Fue sacrificado en el altar de los dioses –el “sistema binario que formaban Felipe González y Alfonso Guerra”, monarcas de círculos de influencia complementarios, pero no idénticos– por tratar de volar en solitario. Pero, en lugar de dirigir su ira contra el Olimpo, esperó a volver a ser llamado, en su caso para intentar conquistar la Alcaldía de Sevilla en los noventa.

Plácido Fernández Viagas y Rodríguez de la Borbolla

Plácido Fernández Viagas y Rodríguez de la Borbolla 

EFE

En realidad –escribe mediante una cita indirecta– nunca pretendió subvertir nada. No fue ni un héroe ni tampoco un mártir. Borbolla no es un corredor solitario ni un lobo estepario. Es un político de fondo que durante décadas ha guardado lealtad a los colectivos en los que ha sido aceptado –desde el clan de Suresnes a las bases obreras del PSOE y la UGT– hasta que, igual que había alimentado del viento de cola que impulsó a aquellos jóvenes sevillanos, la comuna de la tortilla consideró que el ejercicio de la voluntad –decir no– suponía una traición.

El habitual ruido (orgánico) de fondo hizo el resto. En realidad, no se trató de un golpe de mala suerte. El socialismo idílico de los comienzos había dejado de existir en las municipales del 79. El verdadero hacedor del PSOE de Andalucía, con todas sus luces y sus sombras, tuvo así que pasar de golpe de las musas (políticas) al teatro (universitario).

Borbolla, que no destila en estas memorias amargura, documenta capítulos esenciales de la política española del último medio siglo.
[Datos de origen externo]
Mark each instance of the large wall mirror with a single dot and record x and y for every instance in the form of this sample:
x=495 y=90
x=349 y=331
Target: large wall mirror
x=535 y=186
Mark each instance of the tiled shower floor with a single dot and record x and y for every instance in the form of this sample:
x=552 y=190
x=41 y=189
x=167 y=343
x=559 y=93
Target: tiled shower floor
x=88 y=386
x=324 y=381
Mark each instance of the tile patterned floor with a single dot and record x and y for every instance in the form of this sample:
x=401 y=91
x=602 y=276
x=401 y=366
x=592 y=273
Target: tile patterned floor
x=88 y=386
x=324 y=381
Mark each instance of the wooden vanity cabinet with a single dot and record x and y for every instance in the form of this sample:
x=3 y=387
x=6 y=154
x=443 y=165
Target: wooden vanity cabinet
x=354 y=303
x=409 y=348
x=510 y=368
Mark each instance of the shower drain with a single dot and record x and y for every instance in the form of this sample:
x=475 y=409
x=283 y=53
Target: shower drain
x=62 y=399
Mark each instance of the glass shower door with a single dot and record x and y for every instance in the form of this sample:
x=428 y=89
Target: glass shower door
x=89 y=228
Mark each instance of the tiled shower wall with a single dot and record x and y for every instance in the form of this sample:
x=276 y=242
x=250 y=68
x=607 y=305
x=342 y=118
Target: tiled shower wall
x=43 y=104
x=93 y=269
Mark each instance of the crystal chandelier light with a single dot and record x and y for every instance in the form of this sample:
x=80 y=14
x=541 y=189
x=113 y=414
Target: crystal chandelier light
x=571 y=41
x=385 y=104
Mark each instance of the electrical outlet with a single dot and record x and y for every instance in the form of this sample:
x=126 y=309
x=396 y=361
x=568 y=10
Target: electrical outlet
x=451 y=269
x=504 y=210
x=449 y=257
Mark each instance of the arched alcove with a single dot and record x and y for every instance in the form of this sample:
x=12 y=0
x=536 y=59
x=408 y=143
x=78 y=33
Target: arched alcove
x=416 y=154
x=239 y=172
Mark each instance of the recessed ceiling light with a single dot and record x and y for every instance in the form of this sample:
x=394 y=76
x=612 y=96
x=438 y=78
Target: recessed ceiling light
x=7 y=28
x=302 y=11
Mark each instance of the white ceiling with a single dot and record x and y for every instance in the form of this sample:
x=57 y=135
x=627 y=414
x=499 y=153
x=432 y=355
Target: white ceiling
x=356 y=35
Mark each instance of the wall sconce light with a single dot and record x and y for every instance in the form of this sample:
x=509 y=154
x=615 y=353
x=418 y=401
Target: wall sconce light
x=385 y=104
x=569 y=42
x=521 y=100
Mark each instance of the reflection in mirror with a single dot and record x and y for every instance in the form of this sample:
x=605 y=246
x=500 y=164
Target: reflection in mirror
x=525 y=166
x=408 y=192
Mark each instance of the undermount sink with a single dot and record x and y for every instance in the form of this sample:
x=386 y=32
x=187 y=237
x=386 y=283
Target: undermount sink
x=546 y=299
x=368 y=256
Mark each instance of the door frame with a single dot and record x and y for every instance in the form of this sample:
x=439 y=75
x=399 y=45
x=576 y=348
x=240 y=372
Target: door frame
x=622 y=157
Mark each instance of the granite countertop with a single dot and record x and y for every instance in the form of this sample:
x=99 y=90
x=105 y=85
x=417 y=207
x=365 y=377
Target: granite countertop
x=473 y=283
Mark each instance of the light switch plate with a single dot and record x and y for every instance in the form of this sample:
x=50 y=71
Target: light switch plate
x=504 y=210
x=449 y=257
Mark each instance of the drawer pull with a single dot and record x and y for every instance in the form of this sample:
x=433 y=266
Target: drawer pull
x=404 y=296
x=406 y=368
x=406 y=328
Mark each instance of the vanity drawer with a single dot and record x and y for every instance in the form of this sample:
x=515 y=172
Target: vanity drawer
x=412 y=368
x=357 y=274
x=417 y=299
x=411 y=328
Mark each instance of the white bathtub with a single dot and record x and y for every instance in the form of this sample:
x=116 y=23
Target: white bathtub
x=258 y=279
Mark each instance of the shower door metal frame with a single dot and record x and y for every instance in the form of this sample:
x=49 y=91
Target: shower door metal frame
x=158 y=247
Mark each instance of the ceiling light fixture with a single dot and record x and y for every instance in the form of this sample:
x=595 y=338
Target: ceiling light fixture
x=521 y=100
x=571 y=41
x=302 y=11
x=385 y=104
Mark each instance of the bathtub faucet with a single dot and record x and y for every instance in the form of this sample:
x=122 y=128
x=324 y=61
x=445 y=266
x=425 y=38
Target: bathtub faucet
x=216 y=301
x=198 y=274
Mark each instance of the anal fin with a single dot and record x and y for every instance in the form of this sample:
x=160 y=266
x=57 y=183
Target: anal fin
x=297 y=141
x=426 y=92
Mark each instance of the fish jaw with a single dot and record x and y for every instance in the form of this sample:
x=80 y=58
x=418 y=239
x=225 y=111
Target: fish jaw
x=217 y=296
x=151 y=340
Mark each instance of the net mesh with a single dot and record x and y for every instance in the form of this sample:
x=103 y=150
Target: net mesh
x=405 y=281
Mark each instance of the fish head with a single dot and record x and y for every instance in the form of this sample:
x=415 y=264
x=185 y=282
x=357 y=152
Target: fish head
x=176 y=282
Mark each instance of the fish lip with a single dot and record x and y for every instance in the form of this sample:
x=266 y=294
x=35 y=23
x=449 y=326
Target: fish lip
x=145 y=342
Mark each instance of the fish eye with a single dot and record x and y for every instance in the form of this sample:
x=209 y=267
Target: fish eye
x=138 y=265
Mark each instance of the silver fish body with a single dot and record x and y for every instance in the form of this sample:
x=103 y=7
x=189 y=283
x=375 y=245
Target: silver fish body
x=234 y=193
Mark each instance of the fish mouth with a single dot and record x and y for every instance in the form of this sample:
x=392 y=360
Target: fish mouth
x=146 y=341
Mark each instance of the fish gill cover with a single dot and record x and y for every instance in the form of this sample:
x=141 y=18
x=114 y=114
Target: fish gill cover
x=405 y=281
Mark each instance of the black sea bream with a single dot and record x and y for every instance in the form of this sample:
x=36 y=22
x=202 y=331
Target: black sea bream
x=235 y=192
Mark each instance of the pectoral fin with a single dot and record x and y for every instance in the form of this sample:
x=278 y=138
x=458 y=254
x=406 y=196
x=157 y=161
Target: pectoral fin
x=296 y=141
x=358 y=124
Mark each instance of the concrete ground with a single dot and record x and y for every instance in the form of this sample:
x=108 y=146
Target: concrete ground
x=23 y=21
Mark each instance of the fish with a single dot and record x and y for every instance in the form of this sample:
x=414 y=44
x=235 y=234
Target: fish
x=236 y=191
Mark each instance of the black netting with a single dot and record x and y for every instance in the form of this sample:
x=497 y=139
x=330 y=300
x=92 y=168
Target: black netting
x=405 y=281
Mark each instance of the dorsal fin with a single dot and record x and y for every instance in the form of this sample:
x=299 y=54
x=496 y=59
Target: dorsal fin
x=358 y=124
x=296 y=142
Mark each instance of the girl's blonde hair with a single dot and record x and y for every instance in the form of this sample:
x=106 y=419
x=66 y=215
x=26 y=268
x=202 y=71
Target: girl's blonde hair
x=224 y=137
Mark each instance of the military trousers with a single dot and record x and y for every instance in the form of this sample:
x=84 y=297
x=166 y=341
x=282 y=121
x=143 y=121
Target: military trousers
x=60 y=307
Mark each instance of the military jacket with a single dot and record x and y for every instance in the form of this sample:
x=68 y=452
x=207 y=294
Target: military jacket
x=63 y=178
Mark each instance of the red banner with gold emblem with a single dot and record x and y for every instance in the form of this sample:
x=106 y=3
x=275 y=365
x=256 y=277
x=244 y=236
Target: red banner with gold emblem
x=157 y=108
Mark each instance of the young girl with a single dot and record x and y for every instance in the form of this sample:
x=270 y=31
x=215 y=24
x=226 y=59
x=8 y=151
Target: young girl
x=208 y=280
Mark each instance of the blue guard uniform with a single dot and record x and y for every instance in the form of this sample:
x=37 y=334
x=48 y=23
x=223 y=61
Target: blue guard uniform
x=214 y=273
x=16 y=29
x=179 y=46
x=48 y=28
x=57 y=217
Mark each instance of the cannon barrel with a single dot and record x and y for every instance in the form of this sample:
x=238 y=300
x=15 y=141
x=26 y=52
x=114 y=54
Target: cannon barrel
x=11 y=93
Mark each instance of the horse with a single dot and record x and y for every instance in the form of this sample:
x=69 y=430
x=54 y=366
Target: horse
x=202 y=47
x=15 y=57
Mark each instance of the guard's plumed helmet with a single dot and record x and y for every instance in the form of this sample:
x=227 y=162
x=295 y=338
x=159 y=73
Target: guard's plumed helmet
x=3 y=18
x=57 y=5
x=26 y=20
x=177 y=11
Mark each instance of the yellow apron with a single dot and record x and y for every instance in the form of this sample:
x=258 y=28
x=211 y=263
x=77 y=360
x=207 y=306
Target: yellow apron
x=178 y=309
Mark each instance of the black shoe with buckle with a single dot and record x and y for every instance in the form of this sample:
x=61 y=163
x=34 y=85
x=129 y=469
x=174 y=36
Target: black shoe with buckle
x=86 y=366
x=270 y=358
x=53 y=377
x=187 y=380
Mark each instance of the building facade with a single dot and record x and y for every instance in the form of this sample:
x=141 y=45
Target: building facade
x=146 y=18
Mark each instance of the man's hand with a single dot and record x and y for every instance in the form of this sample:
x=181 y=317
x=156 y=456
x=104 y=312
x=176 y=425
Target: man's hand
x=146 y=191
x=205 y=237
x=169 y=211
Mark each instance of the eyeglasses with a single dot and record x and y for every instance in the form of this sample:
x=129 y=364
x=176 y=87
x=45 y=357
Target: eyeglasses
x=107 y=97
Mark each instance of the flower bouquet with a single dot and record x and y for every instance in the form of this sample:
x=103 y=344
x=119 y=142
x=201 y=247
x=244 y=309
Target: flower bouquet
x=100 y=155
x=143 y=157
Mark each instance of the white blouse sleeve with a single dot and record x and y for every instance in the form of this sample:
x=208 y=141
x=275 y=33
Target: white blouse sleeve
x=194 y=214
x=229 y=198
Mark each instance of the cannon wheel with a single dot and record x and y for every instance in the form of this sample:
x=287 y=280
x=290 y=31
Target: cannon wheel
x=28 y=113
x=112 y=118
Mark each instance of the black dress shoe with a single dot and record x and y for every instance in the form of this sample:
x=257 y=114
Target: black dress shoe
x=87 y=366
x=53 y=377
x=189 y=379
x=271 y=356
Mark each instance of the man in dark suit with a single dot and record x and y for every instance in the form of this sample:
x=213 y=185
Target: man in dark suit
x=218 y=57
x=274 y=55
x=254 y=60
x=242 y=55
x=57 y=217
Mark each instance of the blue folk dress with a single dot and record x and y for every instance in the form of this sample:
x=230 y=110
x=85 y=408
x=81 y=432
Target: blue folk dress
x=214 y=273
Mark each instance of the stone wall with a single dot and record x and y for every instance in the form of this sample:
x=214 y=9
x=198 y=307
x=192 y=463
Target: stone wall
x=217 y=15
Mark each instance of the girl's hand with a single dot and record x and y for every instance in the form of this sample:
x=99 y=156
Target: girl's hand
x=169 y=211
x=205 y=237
Deja entrever (con elegancia) sus diferencias con Escuredo. Confiesa su fascinación por Comín. Narra un encuentro con un Jordi Pujol que jamás mira a los ojos a sus interlocutores. Y previene sobre la deslealtad de los nacionalismos.

Relata también reuniones de las embrionarias células del PSOE sevillano en la loggia de un palazzo de Carmona y se emociona al recordar un homenaje a Besteiro en octubre del 76 en un teatro de pueblo, o cuando las familias de los socialistas republicanos que construyeron el Canal del Bajo Guadalquivir, presos en los años de hierro del franquismo, lo aceptan como uno más de su comunidad sentimental. Igual que en una estampa de redención evangélica.

Borbolla defiende –con documentos– la paternidad socialista de las históricas manifestaciones del 4 de diciembre de 1977 en defensa del autogobierno, que los andalucistas consideran obra suya y ahora celebra por decreto el PP. Desvela que el PSOE lo tuvo seis años sin cotizar y enuncia una divertida teoría sobre el liderazgo basada en el arte del pastoreo y el paverismo.

Juan de Mairena, heterónimo de Machado (Antonio), advertía a sus discípulos de Sofística: “No hay lío político que no sea un trueque, una confusión de máscaras, un mal ensayo de una comedia en la que nadie sabe su papel”. Y recomendaba a los que insistieran en dedicarse a la cosa pública: “Procurad que vuestra máscara sea obra vuestra, y no la hagáis tan rígida que os sofoque el rostro, porque, tarde o temprano, hay que dar la cara”. Borbolla, a su manera, es un personaje machadiano. Su máscara encarna una concepción vitalista de hacer política. No es perfecta, pero, comparada con la de quienes ahora administran el legado político del PSOE, parece bastante auténtica. Y el crepúsculo de la saga de los últimos patriarcas del socialismo.